(TEE, Heart Scan with Endoscopy, Transesophageal Echocardiography)
What is a transesophageal echocardiogram?
A transesophageal echocardiogram (TEE) is a diagnostic procedure that uses echocardiography to assess the heart’s function. Echocardiography is a procedure used to assess the heart's function and structures. During the procedure, a transducer (like a microphone) sends out ultrasonic sound waves at a frequency too high to be heard. When the transducer is placed on the chest at certain locations and angles, the ultrasonic sound waves move through the skin and other body tissues to the heart tissues, where the waves echo off of the heart structures. The transducer picks up the reflected waves and sends them to a computer. The computer interprets the echoes into an image of the heart walls and valves.
A transesophageal echocardiogram is performed by inserting a probe with a transducer down the esophagus rather than placing the transducer on the chest.
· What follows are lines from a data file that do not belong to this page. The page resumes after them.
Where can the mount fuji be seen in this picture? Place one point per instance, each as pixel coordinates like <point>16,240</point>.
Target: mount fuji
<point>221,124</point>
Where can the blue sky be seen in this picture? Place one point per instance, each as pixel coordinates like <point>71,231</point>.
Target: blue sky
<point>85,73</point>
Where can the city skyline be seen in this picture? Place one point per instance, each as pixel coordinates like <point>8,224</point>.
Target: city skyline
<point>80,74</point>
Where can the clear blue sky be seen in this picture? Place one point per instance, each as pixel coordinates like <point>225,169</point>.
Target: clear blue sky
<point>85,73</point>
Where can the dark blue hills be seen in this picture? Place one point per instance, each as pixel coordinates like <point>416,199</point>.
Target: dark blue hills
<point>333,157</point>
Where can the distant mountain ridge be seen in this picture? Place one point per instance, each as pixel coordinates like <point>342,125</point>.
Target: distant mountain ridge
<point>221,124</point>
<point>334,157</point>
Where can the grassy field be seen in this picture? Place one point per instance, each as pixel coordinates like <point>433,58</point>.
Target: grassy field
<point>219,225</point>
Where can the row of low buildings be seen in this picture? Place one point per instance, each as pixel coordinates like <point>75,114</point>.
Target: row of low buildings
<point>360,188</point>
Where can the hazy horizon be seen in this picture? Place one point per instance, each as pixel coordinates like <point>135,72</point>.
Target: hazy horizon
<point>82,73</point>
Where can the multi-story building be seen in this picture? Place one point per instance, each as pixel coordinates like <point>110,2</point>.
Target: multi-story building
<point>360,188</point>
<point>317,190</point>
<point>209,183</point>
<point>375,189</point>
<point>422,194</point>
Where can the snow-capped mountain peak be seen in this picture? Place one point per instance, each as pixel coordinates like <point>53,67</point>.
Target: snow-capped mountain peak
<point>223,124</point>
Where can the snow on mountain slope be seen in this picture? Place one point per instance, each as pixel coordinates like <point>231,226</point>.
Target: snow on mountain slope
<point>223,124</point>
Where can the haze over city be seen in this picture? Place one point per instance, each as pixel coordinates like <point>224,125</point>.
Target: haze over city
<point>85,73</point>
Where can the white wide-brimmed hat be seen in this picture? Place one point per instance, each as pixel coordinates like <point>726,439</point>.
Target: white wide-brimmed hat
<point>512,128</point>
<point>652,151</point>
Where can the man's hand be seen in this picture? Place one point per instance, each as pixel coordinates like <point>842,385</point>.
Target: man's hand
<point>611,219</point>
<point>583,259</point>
The TEE transducer works in the same manner as the one described above.
By inserting the transducer in the esophagus, TEE provides a clearer image of the heart because the sound waves do not have to pass through skin, muscle, or bone tissue. For example, obesity or pulmonary disease (emphysema or chronic obstructive pulmonary disease, also known as COPD), may interfere with the ability to obtain adequate images of the heart when the transducer is placed on the chest wall.
Certain conditions of the heart, such as mitral valve disease, blood clots or masses inside the heart, dissection (tear) of the lining of the aorta (the artery which carries oxygenated blood from the heart to the body), and implanted prosthetic (artificial) heart valves are better visualized and assessed with TEE.
TEE may be used during surgery to assess the cardiac status of patients with known cardiac disease who are undergoing non-cardiac procedures, and during heart surgery to evaluate the effects of surgical intervention to the heart, such as bypass surgery or valve repair or replacement.
A TEE may utilize one or more of four special types of echocardiography, as listed below:
This, the simplest type of echocardiography, produces an image that is similar to a tracing rather than an actual picture of heart structures. M-mode echo is useful for measuring heart structures, such as the heart's pumping chambers, the size of the heart itself, and the thickness of the heart walls.
This Doppler technique is used to measure and assess the flow of blood through the heart's chambers and valves. The amount of blood pumped out with each beat is an indication of the heart's functioning. Also, Doppler can detect abnormal blood flow within the heart, which can indicate a problem with one or more of the heart's four valves, or with the heart's walls.
Color Doppler is an enhanced form of Doppler echocardiography. With color Doppler, different colors are used to designate the direction of blood flow. This simplifies the interpretation of the Doppler technique.
2-D (2-dimensional) echocardiography
This technique is used to visualize the actual structures and motion of the heart structures. A 2-D echo view appears cone-shaped on the monitor, and the real-time motion of the heart's structures can be observed. This enables the physician to see the various heart structures at work and evaluate them.
Other related procedures that may be used to assess the heart include resting or exercise electrocardiogram (ECG or EKG), Holter monitor, signal-averaged ECG, cardiac catheterization, chest x-ray, computed tomography (CT scan) of the chest, electrophysiological studies, magnetic resonance imaging (MRI) of the heart, myocardial perfusion scans, radionuclide angiography, and ultrafast CT scan. Please see these procedures for additional information.